If that all sounds complicated, that’s how I felt too. Especially for an ecologist who spent the last year looking at birds and running computer models. While learning about this, I have been surprised by the number of researchers at Newcastle who are using DNA barcoding. Some have been using these methods to look at historical trends in species DNA (a field called paleoecology) to verify archaeological farming records. Others, myself included, have been investigating questions of conservation and ecology. Across the university, researchers are being pulled together due to common interests and are discussing collaborative efforts. This is all an essential part of the academic process, perhaps these links between researchers are an indicator of community health?
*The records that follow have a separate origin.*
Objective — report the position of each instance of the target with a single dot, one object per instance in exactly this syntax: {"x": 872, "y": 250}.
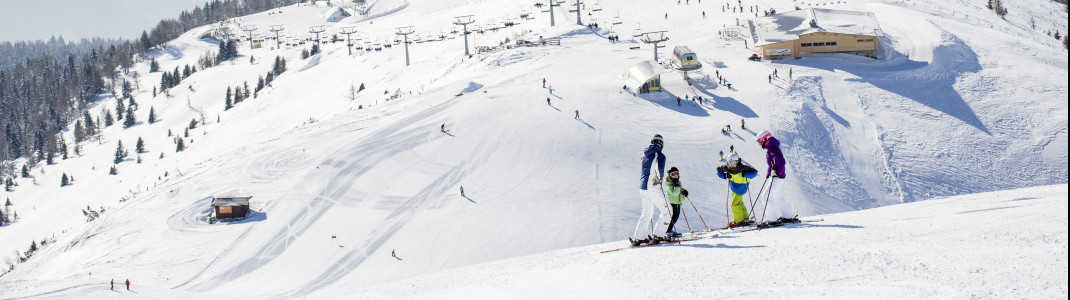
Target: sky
{"x": 339, "y": 183}
{"x": 75, "y": 19}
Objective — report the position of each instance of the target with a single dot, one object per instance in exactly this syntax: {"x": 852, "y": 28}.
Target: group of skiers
{"x": 671, "y": 194}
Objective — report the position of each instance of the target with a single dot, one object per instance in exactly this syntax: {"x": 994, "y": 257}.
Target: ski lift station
{"x": 230, "y": 207}
{"x": 686, "y": 59}
{"x": 644, "y": 77}
{"x": 818, "y": 30}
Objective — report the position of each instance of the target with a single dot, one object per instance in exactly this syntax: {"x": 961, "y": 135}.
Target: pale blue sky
{"x": 75, "y": 19}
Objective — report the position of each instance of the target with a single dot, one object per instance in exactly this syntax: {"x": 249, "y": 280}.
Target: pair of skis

My research will look at characterising the fungi and bacteria present in various woodland soils. I’d like to add to our understanding of ancient woodland soil communities. As the project involves fieldwork with woodland soil, lab work with DNA and computer analysis of large amounts of data, it helps to be part of a broad research community that can offer guidance on multiple issues. Both community health research and healthy research communities are important at Newcastle, which is a good sign. What’s not a good sign is that I seem to have taken to simplifying every aspect of my life to network representations of real things. Send help, preferably in the form of Eigen vectors that transform me out of this state.